Within the ANR AI Chair project SourcesSay (, we are interested to hire a Ph.D. student with strong demonstrated abilities in machine learning and data management. The Ph.D. student should start in January 2021 (or as soon as possible thereafter) for a duration of 3 years, to perform research in the area of machine learning and data science applied to journalistic investigations. The Ph.D. student will develop novel methods in question answering to help journalists explore large heterogeneous datasets.                                                                                                                

    SourcesSay is a collaboration between Inria Saclay, the Le Monde French national journal, and the SME WeDoData.

    The Ph.D. student will work at Inria Saclay, which is the main partner of the ANR project.

    The student will be supervised by Oana Balalau and Ioana Manolescu. To apply please send a mail to Oana Balalau  ( with your CV, grades and if possible a letter of recommendation.

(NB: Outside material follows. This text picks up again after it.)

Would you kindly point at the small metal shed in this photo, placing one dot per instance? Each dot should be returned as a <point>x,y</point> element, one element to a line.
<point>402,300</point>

    In the SourcesSay project, we are interested in finding useful information in large datasets to provide support for investigative journalism.  Real-world events such as elections, public demonstrations, disclosures of illegal or surprising activities, etc. are mirrored in new data items being created and added to the global corpus of available information. Making sense of this wealth of data by providing a QA framework will facilitate the work of journalists.
     In our framework, we ingest any type of dataset (text, CSV, JSON, XML, RDF, PDF, and relational database) and organized the information as a heterogeneous graph, where nodes represent important pieces of information (such as entities in text, nodes in RDF, non-null attributes in tuples in relational data and so on) and edges represent a structural or semantic connection between the nodes. Our first goal is to take advantage of any existing structure to best answer questions over these datasets.  This will entail trying different representations of the data and/or trying to assign types to nodes, and normalize edge labels between nodes. Our second goal is to be able to answer with high confidence a wide variety of types of questions. The requirement for high confidence comes from the importance of the application, as journalists will use our framework to improve or speed up their work. Finally, our third goal is related to the need for transparency of sources under which journalists work. Any proposed solution for a QA system should be interpretable and open to scrutiny. Therefore, in addition to the answer to the question, the user will also have access to the explanation for the choice presented.

    The candidate should be proficient in written and spoken English. She or he should be motivated in doing research and have a good academic record.